この度、カリフォルニアHealdsburgのレストラン「SINGLETHREAD」が、記念すべき第1回North America’s 50 Best Restaurantsにおける「Sustainable Restaurant Award」の受賞者に選出されたことを、喜んでお知らせします。授賞式は昨夜、ラスベガスのWynn Las Vegasで開催されました。

「土地との調和」を理念に掲げるSINGLETHREAD。その運営の中心は、24エーカーの自社農園です。ここで厨房で使われる食材の大半を生産しています。サステナビリティ(持続可能性)は彼らの哲学の核であり、農園とレストランの双方で、環境再生型農業、倫理的な食材調達、循環型の実践、そして季節や土壌の健康、生物多様性への深い敬意が払われています。
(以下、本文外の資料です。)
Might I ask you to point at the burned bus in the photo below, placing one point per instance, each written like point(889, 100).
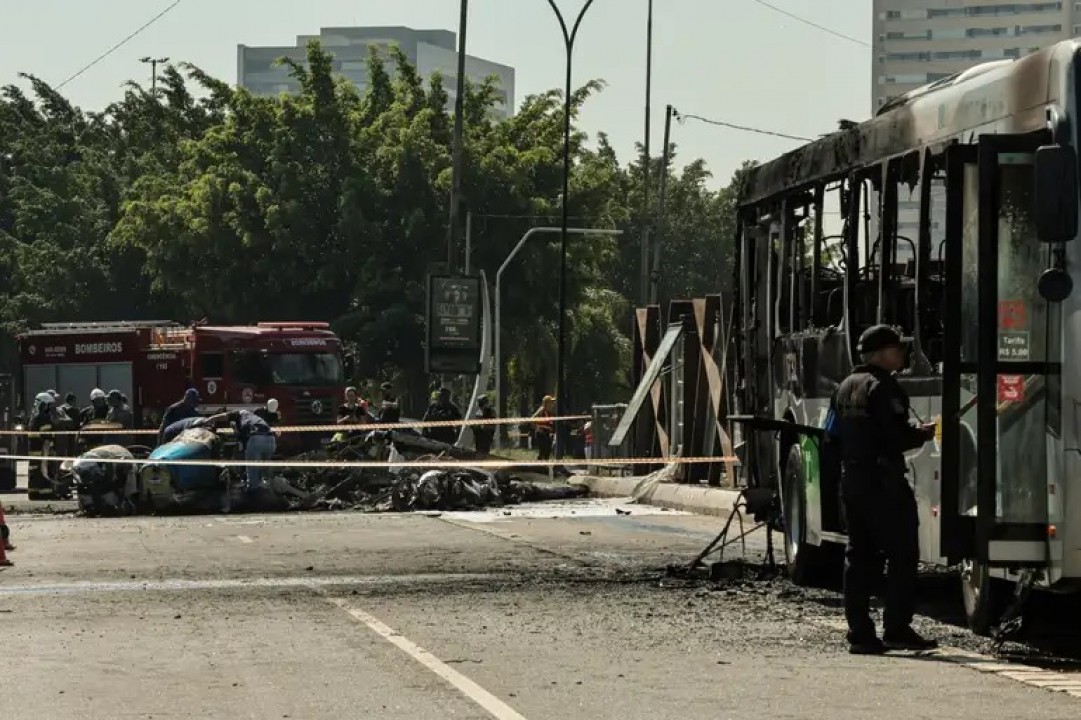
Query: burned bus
point(950, 214)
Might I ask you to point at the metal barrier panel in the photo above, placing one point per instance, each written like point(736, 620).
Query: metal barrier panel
point(605, 421)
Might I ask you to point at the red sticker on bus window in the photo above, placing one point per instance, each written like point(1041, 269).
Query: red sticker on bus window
point(1012, 315)
point(1011, 388)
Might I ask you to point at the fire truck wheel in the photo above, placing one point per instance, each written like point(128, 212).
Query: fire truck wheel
point(808, 564)
point(984, 597)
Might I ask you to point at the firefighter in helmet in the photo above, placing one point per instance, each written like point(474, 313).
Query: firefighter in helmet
point(98, 408)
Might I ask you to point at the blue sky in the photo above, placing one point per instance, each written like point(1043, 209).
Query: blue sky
point(735, 61)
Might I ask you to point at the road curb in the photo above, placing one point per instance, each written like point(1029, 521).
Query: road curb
point(690, 498)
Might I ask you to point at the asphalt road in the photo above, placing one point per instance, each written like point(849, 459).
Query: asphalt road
point(461, 615)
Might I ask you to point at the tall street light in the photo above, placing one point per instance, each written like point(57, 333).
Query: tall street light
point(154, 63)
point(644, 283)
point(569, 37)
point(452, 227)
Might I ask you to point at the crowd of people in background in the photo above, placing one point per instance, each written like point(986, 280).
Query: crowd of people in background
point(255, 426)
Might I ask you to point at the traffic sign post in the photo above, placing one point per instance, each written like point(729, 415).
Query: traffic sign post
point(453, 335)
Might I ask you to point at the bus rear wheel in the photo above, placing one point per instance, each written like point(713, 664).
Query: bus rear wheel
point(984, 597)
point(808, 564)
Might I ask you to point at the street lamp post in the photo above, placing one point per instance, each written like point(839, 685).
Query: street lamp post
point(154, 62)
point(498, 308)
point(569, 37)
point(452, 226)
point(646, 228)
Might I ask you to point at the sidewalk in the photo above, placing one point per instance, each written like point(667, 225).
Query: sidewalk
point(701, 500)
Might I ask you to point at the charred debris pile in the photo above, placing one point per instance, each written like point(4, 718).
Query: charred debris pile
point(403, 488)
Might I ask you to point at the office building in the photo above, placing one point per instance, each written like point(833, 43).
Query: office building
point(920, 41)
point(430, 51)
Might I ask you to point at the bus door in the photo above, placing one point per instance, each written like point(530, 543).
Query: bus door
point(1000, 432)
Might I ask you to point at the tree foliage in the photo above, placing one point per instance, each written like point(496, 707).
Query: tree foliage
point(203, 200)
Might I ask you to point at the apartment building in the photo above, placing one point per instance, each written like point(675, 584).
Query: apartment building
point(919, 41)
point(430, 51)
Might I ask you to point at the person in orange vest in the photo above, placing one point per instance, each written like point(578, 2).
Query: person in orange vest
point(4, 541)
point(544, 430)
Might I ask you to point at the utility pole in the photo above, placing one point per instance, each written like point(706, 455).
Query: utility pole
point(154, 62)
point(452, 228)
point(658, 239)
point(570, 35)
point(644, 287)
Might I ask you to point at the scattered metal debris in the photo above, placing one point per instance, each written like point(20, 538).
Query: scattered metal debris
point(112, 489)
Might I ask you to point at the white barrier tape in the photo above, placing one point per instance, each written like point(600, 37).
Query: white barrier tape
point(370, 464)
point(322, 428)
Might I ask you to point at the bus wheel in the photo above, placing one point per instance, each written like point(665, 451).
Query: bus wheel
point(983, 597)
point(805, 562)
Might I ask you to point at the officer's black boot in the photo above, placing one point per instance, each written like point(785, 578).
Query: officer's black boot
point(907, 639)
point(869, 645)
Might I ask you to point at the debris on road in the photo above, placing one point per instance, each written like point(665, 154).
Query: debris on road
point(115, 489)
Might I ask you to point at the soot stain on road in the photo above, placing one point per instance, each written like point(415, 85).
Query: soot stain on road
point(760, 608)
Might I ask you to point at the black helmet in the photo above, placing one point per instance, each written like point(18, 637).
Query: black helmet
point(879, 337)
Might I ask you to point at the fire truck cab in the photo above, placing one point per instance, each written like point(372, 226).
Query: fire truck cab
point(152, 362)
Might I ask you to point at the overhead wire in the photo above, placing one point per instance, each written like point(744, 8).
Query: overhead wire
point(799, 18)
point(680, 117)
point(121, 43)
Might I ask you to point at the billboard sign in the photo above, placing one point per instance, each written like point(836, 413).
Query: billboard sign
point(453, 324)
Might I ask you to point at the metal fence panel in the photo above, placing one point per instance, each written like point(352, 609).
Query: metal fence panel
point(605, 422)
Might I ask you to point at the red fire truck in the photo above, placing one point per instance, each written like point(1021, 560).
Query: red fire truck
point(152, 362)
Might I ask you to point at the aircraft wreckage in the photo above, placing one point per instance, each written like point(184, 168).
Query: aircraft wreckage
point(147, 485)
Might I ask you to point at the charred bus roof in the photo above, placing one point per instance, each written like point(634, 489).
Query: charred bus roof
point(934, 115)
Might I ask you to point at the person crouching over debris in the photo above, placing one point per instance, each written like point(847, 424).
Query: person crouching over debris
point(355, 410)
point(483, 434)
point(178, 411)
point(442, 410)
point(389, 412)
point(256, 438)
point(269, 412)
point(544, 429)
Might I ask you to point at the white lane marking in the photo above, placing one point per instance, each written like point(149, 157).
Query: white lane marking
point(232, 584)
point(1028, 675)
point(493, 705)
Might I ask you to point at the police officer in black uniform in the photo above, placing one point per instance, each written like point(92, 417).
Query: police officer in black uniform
point(870, 421)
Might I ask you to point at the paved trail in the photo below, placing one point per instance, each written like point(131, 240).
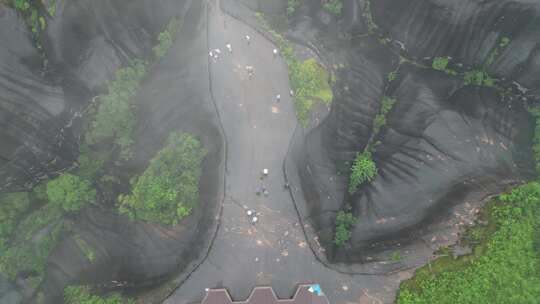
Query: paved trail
point(258, 129)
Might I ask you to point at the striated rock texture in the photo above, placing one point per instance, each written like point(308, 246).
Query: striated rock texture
point(85, 43)
point(32, 111)
point(444, 142)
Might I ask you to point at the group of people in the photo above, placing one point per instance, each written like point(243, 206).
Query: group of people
point(215, 53)
point(252, 215)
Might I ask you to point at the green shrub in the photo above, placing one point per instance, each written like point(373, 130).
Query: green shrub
point(70, 192)
point(391, 76)
point(380, 118)
point(310, 84)
point(115, 116)
point(334, 7)
point(478, 78)
point(363, 170)
point(292, 5)
point(166, 39)
point(536, 139)
point(27, 254)
point(440, 63)
point(82, 295)
point(505, 269)
point(86, 249)
point(309, 80)
point(169, 188)
point(12, 208)
point(344, 223)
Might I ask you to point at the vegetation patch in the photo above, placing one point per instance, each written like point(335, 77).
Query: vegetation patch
point(334, 7)
point(309, 80)
point(441, 64)
point(292, 5)
point(504, 269)
point(24, 255)
point(169, 188)
point(86, 249)
point(70, 192)
point(503, 42)
point(363, 171)
point(478, 78)
point(115, 116)
point(166, 38)
point(344, 223)
point(535, 111)
point(82, 295)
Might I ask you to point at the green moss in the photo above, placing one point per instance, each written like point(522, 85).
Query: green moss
point(334, 7)
point(82, 295)
point(504, 269)
point(70, 192)
point(13, 206)
point(363, 171)
point(396, 256)
point(368, 17)
point(478, 78)
point(535, 111)
point(344, 223)
point(391, 76)
point(169, 188)
point(309, 80)
point(440, 63)
point(114, 120)
point(86, 249)
point(51, 8)
point(292, 5)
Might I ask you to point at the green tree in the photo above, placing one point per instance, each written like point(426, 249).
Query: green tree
point(169, 188)
point(70, 192)
point(363, 170)
point(505, 268)
point(115, 116)
point(344, 223)
point(82, 295)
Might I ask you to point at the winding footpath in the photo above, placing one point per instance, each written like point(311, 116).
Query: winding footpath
point(258, 129)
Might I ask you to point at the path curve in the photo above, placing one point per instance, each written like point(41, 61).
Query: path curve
point(258, 130)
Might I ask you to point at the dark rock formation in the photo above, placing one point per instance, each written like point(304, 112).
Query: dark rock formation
point(85, 43)
point(443, 140)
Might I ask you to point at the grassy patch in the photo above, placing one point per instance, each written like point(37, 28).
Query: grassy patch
point(115, 118)
point(536, 139)
point(334, 7)
point(82, 295)
point(70, 192)
point(86, 249)
point(503, 42)
point(344, 223)
point(363, 171)
point(368, 17)
point(169, 188)
point(25, 255)
point(504, 269)
point(292, 5)
point(309, 80)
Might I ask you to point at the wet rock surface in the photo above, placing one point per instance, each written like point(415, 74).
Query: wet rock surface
point(86, 42)
point(443, 140)
point(444, 145)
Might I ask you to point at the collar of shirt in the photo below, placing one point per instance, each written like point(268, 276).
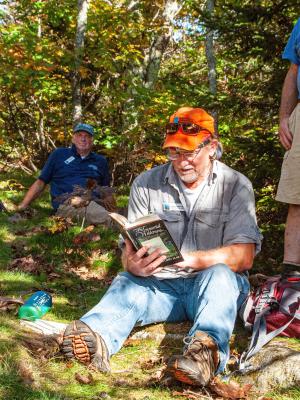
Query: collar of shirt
point(76, 154)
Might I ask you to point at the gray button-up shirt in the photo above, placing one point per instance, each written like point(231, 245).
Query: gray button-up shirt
point(224, 212)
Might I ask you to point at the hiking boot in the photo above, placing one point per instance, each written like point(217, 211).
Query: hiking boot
point(86, 346)
point(198, 363)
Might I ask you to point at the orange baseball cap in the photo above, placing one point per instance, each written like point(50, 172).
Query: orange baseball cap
point(185, 141)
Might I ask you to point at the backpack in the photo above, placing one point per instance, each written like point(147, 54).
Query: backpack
point(272, 309)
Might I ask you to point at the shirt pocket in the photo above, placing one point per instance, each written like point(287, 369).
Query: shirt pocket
point(174, 221)
point(209, 228)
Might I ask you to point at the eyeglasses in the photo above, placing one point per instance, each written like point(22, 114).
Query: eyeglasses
point(187, 127)
point(174, 153)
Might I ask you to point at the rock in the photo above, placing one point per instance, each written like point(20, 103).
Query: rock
point(275, 366)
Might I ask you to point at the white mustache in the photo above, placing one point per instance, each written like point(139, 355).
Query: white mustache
point(187, 168)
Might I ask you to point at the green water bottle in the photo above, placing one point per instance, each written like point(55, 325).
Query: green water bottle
point(36, 306)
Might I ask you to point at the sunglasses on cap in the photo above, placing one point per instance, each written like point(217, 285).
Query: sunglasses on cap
point(174, 153)
point(187, 128)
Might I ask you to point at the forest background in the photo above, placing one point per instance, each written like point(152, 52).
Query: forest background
point(125, 66)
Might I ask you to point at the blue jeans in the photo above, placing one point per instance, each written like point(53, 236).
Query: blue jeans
point(210, 300)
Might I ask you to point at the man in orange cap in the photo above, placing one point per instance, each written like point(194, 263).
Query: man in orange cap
point(210, 212)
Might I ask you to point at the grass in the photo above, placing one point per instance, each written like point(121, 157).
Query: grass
point(76, 276)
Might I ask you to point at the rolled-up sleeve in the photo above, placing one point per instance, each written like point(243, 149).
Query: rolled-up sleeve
point(241, 226)
point(292, 46)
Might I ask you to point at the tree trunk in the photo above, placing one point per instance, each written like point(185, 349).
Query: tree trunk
point(211, 61)
point(78, 53)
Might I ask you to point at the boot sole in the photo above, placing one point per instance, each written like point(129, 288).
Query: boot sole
point(84, 345)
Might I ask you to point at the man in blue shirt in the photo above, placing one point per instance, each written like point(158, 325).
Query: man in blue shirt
point(289, 133)
point(70, 171)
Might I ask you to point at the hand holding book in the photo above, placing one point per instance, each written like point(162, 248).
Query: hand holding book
point(140, 262)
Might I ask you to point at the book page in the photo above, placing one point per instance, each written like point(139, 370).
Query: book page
point(155, 243)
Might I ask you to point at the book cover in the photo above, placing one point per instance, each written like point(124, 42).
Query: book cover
point(150, 231)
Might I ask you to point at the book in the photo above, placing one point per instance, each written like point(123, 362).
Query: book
point(149, 231)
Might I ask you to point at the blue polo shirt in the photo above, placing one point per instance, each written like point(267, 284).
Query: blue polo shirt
point(292, 51)
point(65, 168)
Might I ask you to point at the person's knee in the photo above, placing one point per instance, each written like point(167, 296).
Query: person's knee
point(219, 274)
point(129, 289)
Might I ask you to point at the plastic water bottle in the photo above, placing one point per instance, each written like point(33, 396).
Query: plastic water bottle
point(36, 306)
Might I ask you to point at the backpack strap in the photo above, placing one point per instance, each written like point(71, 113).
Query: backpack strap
point(260, 337)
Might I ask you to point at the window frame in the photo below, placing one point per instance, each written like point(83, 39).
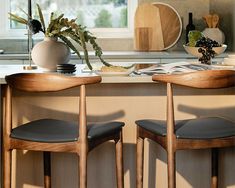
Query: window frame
point(7, 33)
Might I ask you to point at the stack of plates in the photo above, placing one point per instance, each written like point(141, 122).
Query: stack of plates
point(66, 68)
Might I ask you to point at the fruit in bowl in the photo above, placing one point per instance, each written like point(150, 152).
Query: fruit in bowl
point(194, 50)
point(203, 47)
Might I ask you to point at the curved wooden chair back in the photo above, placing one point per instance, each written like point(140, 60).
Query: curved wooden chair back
point(42, 82)
point(208, 79)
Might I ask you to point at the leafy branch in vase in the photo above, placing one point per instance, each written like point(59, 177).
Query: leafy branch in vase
point(66, 30)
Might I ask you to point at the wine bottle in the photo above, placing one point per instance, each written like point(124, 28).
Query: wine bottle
point(190, 25)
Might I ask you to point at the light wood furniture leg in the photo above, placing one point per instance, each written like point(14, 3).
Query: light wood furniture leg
point(214, 167)
point(47, 169)
point(119, 162)
point(139, 162)
point(7, 154)
point(171, 170)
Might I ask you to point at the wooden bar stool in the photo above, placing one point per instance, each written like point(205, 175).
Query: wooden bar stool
point(198, 133)
point(54, 135)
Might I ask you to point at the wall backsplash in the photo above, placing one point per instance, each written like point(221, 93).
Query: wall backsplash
point(199, 8)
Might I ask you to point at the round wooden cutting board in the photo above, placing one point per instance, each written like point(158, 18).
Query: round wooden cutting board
point(158, 27)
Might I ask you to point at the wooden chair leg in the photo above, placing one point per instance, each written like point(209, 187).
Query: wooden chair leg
point(171, 169)
point(139, 162)
point(47, 169)
point(7, 154)
point(119, 162)
point(83, 170)
point(214, 167)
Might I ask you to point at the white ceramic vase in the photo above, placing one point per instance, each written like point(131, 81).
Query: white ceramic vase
point(50, 52)
point(214, 34)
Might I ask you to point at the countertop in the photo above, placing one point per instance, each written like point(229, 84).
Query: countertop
point(11, 69)
point(120, 55)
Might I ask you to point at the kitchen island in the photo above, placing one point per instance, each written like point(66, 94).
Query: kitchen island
point(126, 99)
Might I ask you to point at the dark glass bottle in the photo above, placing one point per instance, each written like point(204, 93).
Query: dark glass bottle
point(190, 25)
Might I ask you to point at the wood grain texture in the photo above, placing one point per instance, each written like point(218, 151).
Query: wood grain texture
point(157, 27)
point(148, 31)
point(170, 23)
point(41, 82)
point(35, 82)
point(201, 79)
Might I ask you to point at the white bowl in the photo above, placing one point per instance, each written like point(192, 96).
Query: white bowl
point(232, 56)
point(194, 50)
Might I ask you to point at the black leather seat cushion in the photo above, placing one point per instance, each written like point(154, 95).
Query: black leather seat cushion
point(200, 128)
point(51, 130)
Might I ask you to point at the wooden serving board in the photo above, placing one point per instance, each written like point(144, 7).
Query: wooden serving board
point(157, 27)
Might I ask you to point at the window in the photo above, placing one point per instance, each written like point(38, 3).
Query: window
point(104, 18)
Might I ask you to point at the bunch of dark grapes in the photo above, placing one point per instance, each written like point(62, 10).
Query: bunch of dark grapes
point(206, 49)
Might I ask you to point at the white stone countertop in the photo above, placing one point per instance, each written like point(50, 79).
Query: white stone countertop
point(119, 55)
point(12, 69)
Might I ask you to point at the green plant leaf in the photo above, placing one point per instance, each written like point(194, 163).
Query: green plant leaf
point(83, 44)
point(18, 18)
point(70, 45)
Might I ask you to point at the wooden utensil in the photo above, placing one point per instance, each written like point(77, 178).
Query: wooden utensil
point(148, 31)
point(215, 20)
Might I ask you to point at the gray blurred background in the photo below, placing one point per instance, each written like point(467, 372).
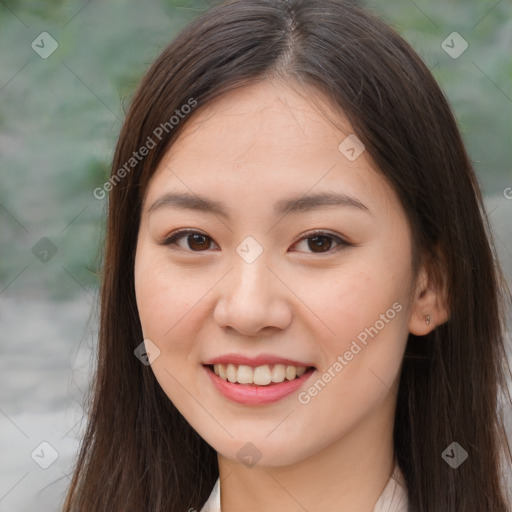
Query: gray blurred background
point(67, 67)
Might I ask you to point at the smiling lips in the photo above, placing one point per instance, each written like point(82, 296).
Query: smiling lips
point(255, 381)
point(260, 375)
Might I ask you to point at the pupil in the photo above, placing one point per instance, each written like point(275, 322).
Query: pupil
point(317, 242)
point(199, 239)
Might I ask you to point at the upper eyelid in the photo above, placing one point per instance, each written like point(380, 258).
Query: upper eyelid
point(318, 232)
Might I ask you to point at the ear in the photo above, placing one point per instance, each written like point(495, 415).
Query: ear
point(430, 305)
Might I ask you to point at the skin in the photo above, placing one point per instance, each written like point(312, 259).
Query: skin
point(249, 149)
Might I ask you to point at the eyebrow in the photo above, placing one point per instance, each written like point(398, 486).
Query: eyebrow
point(282, 207)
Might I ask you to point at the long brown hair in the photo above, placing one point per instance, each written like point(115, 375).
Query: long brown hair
point(138, 452)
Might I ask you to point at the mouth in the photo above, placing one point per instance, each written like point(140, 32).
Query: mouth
point(263, 375)
point(257, 385)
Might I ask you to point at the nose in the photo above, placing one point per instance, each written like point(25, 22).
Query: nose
point(253, 297)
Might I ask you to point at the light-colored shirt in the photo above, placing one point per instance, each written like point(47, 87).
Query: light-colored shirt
point(393, 498)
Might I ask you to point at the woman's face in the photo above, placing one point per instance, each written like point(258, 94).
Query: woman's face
point(251, 287)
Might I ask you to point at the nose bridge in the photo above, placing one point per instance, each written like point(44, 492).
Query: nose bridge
point(252, 297)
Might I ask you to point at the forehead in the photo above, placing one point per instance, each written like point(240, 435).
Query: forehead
point(267, 140)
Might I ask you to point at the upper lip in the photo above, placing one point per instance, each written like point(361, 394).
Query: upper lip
point(260, 360)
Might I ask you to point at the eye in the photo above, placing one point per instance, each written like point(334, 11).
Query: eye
point(196, 241)
point(318, 241)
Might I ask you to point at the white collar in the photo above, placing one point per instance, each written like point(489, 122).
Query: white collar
point(393, 498)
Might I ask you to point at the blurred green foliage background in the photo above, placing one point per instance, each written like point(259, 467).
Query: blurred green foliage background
point(60, 116)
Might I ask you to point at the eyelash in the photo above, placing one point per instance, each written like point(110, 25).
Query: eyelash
point(342, 244)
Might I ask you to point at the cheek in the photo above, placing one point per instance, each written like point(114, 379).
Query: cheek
point(163, 310)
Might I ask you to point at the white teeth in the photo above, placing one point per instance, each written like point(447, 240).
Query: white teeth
point(262, 375)
point(259, 375)
point(244, 374)
point(231, 371)
point(291, 372)
point(278, 373)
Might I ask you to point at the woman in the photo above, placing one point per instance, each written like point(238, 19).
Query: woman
point(301, 308)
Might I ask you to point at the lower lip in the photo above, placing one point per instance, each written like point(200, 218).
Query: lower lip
point(252, 394)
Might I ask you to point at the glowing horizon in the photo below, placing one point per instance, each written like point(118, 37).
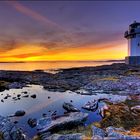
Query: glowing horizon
point(37, 32)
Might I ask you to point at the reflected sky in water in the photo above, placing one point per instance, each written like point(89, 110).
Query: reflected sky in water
point(41, 104)
point(29, 66)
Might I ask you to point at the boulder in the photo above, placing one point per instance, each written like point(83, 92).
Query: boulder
point(32, 122)
point(136, 109)
point(10, 131)
point(19, 113)
point(70, 108)
point(68, 120)
point(33, 96)
point(76, 136)
point(98, 132)
point(91, 105)
point(115, 133)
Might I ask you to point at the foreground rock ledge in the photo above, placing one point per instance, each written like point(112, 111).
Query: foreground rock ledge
point(9, 131)
point(68, 120)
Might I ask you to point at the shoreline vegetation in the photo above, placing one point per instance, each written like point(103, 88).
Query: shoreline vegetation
point(121, 118)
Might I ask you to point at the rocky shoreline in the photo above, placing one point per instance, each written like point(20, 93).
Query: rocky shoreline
point(121, 115)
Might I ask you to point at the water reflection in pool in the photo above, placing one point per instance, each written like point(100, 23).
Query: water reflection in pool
point(44, 102)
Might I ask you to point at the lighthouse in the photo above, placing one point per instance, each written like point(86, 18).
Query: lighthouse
point(133, 37)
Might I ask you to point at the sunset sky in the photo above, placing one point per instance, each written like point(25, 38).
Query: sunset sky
point(64, 30)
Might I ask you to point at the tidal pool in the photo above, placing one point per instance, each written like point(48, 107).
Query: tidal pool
point(44, 102)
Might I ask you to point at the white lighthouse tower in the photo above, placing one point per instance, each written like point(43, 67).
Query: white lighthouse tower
point(133, 37)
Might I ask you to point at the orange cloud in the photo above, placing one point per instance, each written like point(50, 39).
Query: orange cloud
point(33, 14)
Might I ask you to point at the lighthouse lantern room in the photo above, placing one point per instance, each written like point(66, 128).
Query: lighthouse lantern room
point(133, 37)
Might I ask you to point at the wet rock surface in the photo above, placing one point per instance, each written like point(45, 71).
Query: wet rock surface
point(65, 121)
point(70, 108)
point(77, 136)
point(9, 131)
point(118, 85)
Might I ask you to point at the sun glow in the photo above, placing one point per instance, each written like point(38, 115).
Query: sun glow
point(32, 52)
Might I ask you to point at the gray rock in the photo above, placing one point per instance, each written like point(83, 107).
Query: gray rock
point(77, 136)
point(32, 122)
point(10, 131)
point(136, 109)
point(98, 132)
point(16, 85)
point(91, 105)
point(19, 113)
point(112, 132)
point(70, 119)
point(70, 108)
point(33, 96)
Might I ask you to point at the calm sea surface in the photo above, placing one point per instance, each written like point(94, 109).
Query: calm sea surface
point(29, 66)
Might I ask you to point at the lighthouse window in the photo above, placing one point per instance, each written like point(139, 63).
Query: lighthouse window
point(132, 30)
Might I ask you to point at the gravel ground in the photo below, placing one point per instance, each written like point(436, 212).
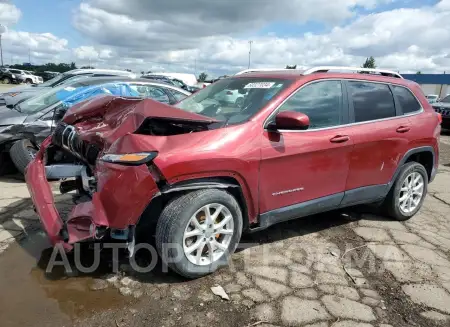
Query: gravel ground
point(339, 269)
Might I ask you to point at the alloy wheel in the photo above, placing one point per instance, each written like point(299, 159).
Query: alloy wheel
point(411, 192)
point(208, 234)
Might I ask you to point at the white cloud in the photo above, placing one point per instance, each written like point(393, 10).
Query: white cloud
point(143, 33)
point(9, 13)
point(41, 47)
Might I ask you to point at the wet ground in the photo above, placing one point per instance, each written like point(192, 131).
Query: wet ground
point(338, 269)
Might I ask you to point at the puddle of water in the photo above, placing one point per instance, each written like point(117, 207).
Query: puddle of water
point(29, 296)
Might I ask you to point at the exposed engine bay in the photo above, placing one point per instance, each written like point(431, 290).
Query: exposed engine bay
point(84, 135)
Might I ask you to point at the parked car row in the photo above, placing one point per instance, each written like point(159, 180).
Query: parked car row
point(30, 115)
point(17, 76)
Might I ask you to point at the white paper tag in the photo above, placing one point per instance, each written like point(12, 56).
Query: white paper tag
point(259, 85)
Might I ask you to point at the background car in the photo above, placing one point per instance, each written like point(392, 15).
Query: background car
point(26, 76)
point(173, 81)
point(8, 77)
point(47, 75)
point(26, 124)
point(443, 107)
point(16, 94)
point(432, 98)
point(232, 97)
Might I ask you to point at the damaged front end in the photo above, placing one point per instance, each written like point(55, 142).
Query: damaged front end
point(111, 168)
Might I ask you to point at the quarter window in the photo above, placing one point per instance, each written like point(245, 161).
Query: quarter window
point(407, 100)
point(371, 101)
point(320, 101)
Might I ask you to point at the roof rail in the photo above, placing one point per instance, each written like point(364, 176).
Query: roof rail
point(255, 70)
point(324, 69)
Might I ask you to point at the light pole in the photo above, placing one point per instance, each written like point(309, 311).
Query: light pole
point(249, 53)
point(2, 30)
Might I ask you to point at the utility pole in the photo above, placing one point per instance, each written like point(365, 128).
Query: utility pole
point(1, 49)
point(249, 53)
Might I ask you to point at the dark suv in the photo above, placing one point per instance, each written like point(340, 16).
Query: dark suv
point(203, 172)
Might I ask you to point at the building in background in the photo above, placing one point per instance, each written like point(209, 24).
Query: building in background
point(438, 84)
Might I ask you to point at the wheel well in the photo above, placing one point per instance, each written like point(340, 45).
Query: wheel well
point(425, 158)
point(152, 212)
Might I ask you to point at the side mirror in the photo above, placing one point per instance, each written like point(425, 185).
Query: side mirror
point(60, 111)
point(290, 120)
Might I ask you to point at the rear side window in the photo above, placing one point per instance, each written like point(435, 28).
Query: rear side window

食材の産地を第一に考え、すべての一皿がその土地の真の味わいを届けています。

この特別なレストランで、サステナビリティが運営の隅々にまで、どのように息づいているのかをご紹介します。

SINGLETHREADの食材調達

SINGLETHREADのメニューは、農園で何が採れるかによって決まります。レストランで使われる食材の約70%は、年間を通してこの農園から供給されています。これにより、最高の鮮度を保ち、フードマイレージ(食料の輸送距離)を最小限に抑えています。同時に、農園チームは食材の生産方法を自ら管理し、堆肥作りや被覆作物の活用、生物多様性の保護を通じて、土壌の健康を丁寧に育んでいます。

農園の外でも、SINGLETHREADは志を同じくする多くの生産者と関係を築いています。例えば、カリフォルニアのアワビ生産者、生態系修復プロジェクトに取り組むウニ漁師、そして動物福祉と再生可能な土地管理を重視し、100%牧草で育てられた伝統品種の和牛を生産するKnights Valley Wagyuなどです。

SINGLETHREADのメニューは、その地域で歴史的、農業的、生態学的に重要な意味を持つ食材を大切にしています。伝統的な品種や希少な作物を使い、日本の食文化から得たインスピレーションをカリフォルニアの食材を通して表現しています。季節によっては、Gravenstein種のリンゴ、Bodega Red種のジャガイモ、Sonoma Coast産の黒タラ、Luna Koshihikari米、California産のプルーンなどが登場します。

SINGLETHREADが考える「社会的なサステナビリティ」

SINGLETHREADは、体系的な研修やメンター制度、長期勤続表彰などを通じて、スタッフの成長を支えています。また、定期的な面談、メンタルヘルスサポートの提供、農園での収穫祭といったチーム全体のイベントを通じて、スタッフの心身の健康(ウェルビーイング)を大切にしています。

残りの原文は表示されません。